Monday, February 4, 2008

MORE ON WRITING FREE VERSE POETRY Part II

Hello fellow Netwest Writers. Below is part of a talk I gave Oct. 21, 2007, Young Harris College, at the state meeting of the Georgia Poetry Society. Please feel free to share this with others, but do not reprint or publish without my permission. 2-4-08, Nancy Simpson

continued Part II

4) Master poets from the past fine-tuned the sound of their poems. Free verse poets now have a hard job. After avoiding meter and rhyme, we still have to make our poems sing with sound. Our poems must be pleasing to the ear.
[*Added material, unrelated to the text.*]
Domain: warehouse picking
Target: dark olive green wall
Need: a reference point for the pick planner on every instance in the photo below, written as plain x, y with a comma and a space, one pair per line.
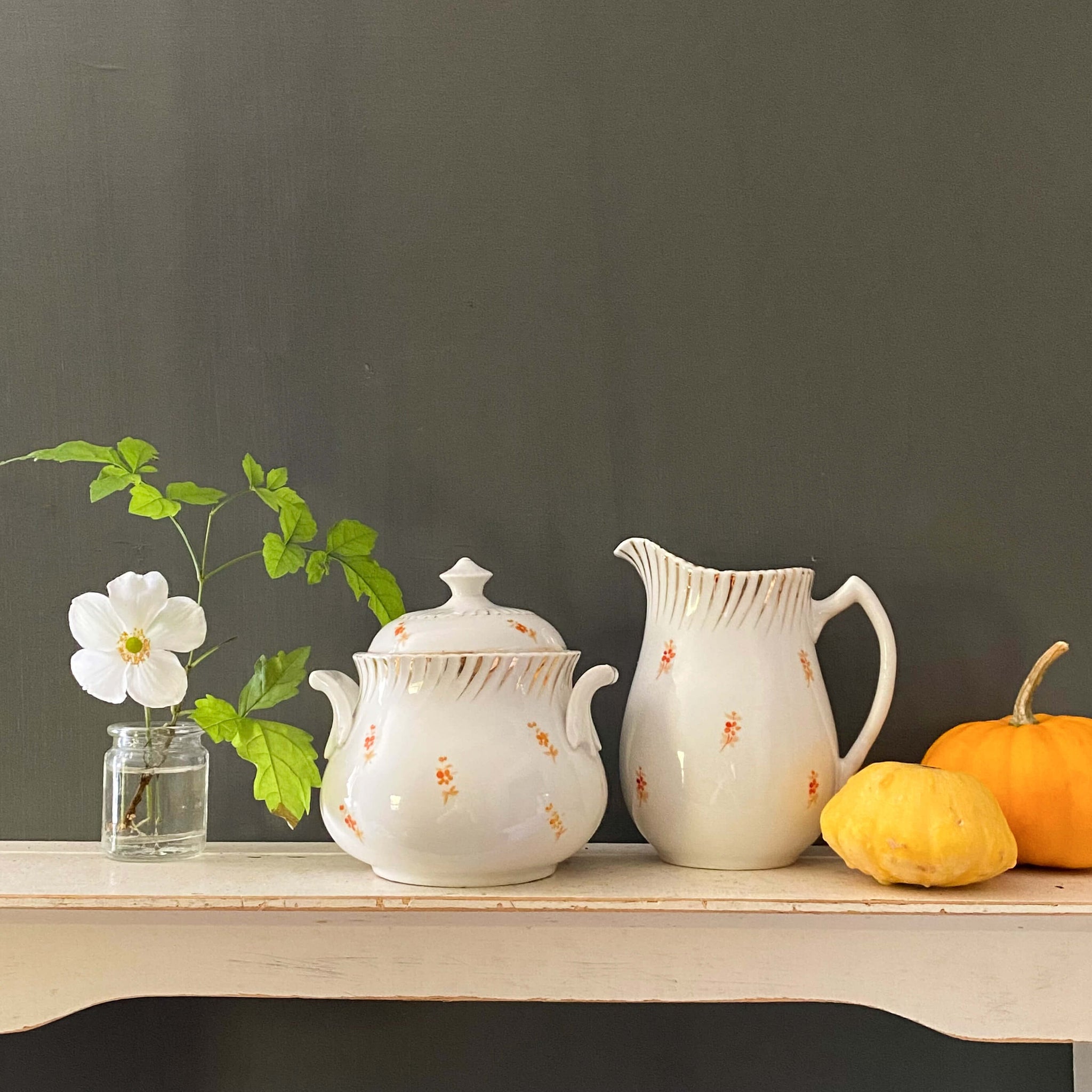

Sound in free verse is accomplished with different techniques. We use of alliteration. Our best alliteration is welcome, but again, alliteration seems to be not favored by the Literary Magazine editors of today. What is more popular today is the use of consonance, where you repeat the consonant sound in the middle or at the end of the word. Assonance, much appreciated now, is a more subtle way to build sound. Assonance is the repetition of vowel sounds such as (this example using long i sound)
like a line of white mice.

Another way free verse poets build cadence into their poems is to prefer and to use one syllable words. When you use one syllable words, each syllable gets a beat. Beat is the foundation of music. The use of multi syllabic words in the same line can ruin a good poem fast. If you have a beautiful word you cannot part with, try using it as a title. If you insist on using multi syllabic words in the body of the poem, go back and hone the poem to mostly one and two syllable words. Do this to secure the sound.

5) The poets of old connected with their reader on a sensory level. There is no better way to hook your reader then to use sensory images. Why does it work now the same as it worked then? Think of it. A
new born human has no other way to learn, for years, except to take in information through the senses - sight, sound, smell, touch, taste. As a human, if nothing terrible happens, we use our senses every day
of our lives, until the moment we die. There is no better, no faster way to connect with your reader than through sensory images.

6. The poets of old connected with their reader on an emotional level? Free verse poets must also make that connection. How is it done? Choice of words, words drenched in emotion: When the reader reads these words, they feel emotionally connected. “family”, “mother”, “frown”, “mock”, “smack”, “nothing remains”, “wreck”, “battered on one knuckle”, “prison,” “divorce papers”, Word choice. That is how you put emotion into your poems.

7. The poets of old connected with their reader on an intellectual level. Free verse poets must also make that intellectual connection. The best way is not to tell the reader everything. What keeps people reading poetry today is the joy they find in being able to use their own intelligence, to be able fill in the gaps of what is not said, and to be able to say, “Yes. I know.”